The second part of the OP asked $\displaystyle \delta _{ij} \delta _{jk} = \left\{ {\begin{array}{lr} {1,} & {i = j = k} \\ {0,} & {else} \\\end{array}}\right.$

So why did you change it?
• Oct 7th 2012, 12:07 PM
bilalsaeedkhan
Re: Evaluating Kronecker Deltas
Quote:

Originally Posted by Plato
Have you changed the question?
Where did $\displaystyle (\delta _{1,1}+\delta _{2,2}+\delta _{3,3})$ come from?
That was not part of the OP!

The OP asked for $\displaystyle \delta _{i,j}\delta _{i,j}=\left\{ {\begin{array}{lr} {1,} & {i = j} \\ {0,} & {i \ne j} \\\end{array}} \right.$

The second part of the OP asked $\displaystyle \delta _{ij} \delta _{jk} = \left\{ {\begin{array}{lr} {1,} & {i = j = k} \\ {0,} & {else} \\\end{array}}\right.$

So why did you change it?

I never asked for a definition of Kronecker Delta. I need help with evaluating them. I am asked to evaluate.
• Oct 7th 2012, 12:40 PM
Plato
Re: Evaluating Kronecker Deltas
Quote:

Originally Posted by bilalsaeedkhan
I never asked for a definition of Kronecker Delta.
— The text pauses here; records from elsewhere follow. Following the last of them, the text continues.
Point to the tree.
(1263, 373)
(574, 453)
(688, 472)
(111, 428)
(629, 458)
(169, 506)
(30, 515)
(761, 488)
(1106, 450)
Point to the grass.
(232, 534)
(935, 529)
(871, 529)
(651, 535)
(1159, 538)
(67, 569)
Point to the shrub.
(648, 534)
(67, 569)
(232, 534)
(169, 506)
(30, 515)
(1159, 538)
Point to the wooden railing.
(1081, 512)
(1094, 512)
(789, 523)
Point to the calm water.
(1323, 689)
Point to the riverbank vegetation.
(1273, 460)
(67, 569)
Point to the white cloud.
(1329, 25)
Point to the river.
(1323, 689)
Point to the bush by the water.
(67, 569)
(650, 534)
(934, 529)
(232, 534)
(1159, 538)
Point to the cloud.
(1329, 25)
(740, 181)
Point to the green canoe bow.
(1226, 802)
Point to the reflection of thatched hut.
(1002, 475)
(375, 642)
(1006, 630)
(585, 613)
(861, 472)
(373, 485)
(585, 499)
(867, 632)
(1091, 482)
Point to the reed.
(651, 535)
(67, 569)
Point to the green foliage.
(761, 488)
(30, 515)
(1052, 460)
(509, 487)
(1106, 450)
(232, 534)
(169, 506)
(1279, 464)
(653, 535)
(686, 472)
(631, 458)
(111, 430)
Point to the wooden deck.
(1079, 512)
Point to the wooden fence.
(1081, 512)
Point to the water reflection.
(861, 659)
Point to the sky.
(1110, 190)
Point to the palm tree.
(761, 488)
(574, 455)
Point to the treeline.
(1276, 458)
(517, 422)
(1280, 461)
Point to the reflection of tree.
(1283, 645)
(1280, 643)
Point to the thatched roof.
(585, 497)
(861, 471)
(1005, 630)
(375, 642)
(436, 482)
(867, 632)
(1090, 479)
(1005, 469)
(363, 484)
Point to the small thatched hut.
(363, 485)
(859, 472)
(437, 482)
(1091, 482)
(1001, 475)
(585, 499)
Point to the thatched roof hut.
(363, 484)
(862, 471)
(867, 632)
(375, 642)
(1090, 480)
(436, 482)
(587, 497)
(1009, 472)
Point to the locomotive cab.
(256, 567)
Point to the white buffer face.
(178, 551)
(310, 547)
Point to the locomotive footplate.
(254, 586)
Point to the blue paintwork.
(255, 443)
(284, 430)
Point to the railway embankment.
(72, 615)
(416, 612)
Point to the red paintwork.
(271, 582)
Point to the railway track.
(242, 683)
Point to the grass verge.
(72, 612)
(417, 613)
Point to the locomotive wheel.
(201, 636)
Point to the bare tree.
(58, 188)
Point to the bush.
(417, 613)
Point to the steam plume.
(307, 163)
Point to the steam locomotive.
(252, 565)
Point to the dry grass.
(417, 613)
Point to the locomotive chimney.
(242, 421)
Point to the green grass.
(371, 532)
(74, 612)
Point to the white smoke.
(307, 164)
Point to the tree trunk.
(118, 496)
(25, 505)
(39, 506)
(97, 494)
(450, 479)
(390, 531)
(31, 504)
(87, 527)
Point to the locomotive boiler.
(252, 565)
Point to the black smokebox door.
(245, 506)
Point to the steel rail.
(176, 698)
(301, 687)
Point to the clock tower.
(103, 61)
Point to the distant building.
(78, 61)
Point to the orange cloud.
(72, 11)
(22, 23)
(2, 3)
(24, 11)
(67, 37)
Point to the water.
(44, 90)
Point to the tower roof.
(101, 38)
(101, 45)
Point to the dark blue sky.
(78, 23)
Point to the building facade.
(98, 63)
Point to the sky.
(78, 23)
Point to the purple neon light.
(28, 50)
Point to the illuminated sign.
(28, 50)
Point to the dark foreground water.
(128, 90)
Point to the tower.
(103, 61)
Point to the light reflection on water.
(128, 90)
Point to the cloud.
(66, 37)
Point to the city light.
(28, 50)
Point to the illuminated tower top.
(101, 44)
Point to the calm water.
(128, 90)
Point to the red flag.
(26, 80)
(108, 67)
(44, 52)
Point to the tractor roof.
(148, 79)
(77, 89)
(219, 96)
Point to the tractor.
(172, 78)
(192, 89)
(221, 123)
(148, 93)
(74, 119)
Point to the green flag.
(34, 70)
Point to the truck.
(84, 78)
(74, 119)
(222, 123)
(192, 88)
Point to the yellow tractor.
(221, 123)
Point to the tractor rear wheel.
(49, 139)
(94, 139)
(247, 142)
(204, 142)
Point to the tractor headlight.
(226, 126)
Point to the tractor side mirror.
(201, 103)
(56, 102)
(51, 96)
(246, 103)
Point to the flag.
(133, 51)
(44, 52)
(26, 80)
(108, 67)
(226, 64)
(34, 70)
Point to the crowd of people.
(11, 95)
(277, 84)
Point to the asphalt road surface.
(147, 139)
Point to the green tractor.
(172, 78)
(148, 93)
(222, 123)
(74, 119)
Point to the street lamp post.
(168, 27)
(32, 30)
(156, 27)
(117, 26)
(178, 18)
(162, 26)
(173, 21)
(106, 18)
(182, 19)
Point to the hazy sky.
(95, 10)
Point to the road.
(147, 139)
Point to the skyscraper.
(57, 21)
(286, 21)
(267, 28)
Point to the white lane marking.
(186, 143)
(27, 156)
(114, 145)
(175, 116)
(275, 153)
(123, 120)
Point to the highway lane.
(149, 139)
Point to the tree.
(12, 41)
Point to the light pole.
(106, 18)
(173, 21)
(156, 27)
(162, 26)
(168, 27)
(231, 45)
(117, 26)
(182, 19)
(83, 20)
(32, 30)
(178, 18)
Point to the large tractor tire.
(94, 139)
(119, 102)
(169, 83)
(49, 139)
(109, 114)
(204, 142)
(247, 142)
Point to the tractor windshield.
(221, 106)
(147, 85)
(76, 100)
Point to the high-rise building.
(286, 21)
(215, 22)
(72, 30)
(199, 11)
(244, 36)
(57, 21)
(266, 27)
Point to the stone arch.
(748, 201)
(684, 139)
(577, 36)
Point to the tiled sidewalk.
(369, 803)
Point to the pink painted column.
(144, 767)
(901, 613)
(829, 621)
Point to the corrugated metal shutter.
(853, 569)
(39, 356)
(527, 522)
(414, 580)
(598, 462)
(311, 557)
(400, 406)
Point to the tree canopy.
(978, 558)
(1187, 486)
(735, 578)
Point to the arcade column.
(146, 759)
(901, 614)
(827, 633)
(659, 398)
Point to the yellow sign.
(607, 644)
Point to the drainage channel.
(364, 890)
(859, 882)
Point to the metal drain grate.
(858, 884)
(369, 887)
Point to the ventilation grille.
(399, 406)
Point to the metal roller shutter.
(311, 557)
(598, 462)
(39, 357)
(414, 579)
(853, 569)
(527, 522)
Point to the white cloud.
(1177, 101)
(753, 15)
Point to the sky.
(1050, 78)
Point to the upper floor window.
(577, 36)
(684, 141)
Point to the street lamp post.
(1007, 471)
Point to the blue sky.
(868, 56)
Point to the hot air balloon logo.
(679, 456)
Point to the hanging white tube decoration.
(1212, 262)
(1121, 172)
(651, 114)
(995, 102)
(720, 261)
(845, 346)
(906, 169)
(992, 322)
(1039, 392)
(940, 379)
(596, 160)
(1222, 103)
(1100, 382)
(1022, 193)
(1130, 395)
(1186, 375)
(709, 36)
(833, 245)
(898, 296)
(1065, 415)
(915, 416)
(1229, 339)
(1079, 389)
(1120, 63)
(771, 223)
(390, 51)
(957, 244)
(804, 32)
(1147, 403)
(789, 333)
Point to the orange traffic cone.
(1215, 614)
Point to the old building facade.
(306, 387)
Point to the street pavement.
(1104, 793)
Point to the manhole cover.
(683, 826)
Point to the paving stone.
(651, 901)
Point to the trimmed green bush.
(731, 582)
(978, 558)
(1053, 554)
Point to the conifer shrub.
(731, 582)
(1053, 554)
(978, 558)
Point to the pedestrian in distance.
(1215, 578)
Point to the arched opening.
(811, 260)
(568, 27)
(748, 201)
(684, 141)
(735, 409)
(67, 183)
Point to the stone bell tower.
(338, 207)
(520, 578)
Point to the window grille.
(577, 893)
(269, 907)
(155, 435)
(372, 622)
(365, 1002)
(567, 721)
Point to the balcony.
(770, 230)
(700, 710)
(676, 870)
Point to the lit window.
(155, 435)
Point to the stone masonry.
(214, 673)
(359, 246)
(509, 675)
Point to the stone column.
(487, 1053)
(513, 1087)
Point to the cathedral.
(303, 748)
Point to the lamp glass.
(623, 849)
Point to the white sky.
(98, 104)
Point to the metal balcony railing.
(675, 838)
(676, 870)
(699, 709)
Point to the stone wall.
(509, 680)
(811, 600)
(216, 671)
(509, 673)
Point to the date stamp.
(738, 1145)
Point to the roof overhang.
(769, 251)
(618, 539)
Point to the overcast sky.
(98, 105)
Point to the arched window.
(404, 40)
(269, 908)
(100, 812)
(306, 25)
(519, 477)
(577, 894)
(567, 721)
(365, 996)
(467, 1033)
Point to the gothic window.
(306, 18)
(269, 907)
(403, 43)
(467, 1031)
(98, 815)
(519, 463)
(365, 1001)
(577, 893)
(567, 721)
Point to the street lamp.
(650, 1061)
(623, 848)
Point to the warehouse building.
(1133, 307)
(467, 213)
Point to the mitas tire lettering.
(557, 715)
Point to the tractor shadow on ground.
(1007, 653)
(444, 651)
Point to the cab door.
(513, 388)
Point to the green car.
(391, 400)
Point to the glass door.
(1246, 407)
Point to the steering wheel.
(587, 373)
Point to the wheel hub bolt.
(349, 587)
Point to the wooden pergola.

I need help with evaluating them. I am asked to evaluate.

Quote:

Originally Posted by bilalsaeedkhan
Need help with evaluating:
$\displaystyle \delta _{i,j}\delta _{i,j}$
$\displaystyle \delta _{i,j}\delta _{j,k}$

You did ask us to evaluate those two expressions.
You cannot say you did not.
I did exactly that in reply #4.

Why not post the actual question then?
• Oct 7th 2012, 01:01 PM
bilalsaeedkhan
Re: Evaluating Kronecker Deltas
Quote:

Originally Posted by Plato

You did ask us to evaluate those two expressions.
You cannot say you did not.
I did exactly that in reply #4.

Why not post the actual question then?

I did post the question word for word as it is given to me and I did ask for help on evaluating them. I guess dropping the summation notation is what is throwing you off. We were told that the index notation implies that the quantities are being summed. Let me rewrite the problem although this is not how the question is given to us.

$\displaystyle \sum_{i,j,k=1}^{i,j,k=3}\delta _{i,j}\delta _{i,j}$

Similarly the second problem is being summed too.
• Oct 7th 2012, 01:36 PM
Plato
Re: Evaluating Kronecker Deltas
Quote:

Originally Posted by bilalsaeedkhan
I did post the question word for word as it is given to me and I did ask for help on evaluating them. I guess dropping the summation notation is what is throwing you off. We were told that the index notation implies that the quantities are being summed. Let me rewrite the problem although this is not how the question is given to us.

$\displaystyle \sum_{i,j,k=1}^{i,j,k=3}\delta _{i,j}\delta _{i,j}$

Similarly the second problem is being summed too.

$\displaystyle \sum_{i,j,k=1}^{i,j,k=3}\delta _{i,j}\delta _{i,j}=3$
There are twenty-seven triples $\displaystyle (i,j,k)$ where $\displaystyle i=1,2,3~j=1,2,3~k=1,2,3$.
Only three of them have $\displaystyle i=j=k$ (see reply #4) so you three 1's and twenty-four 0's in that sum.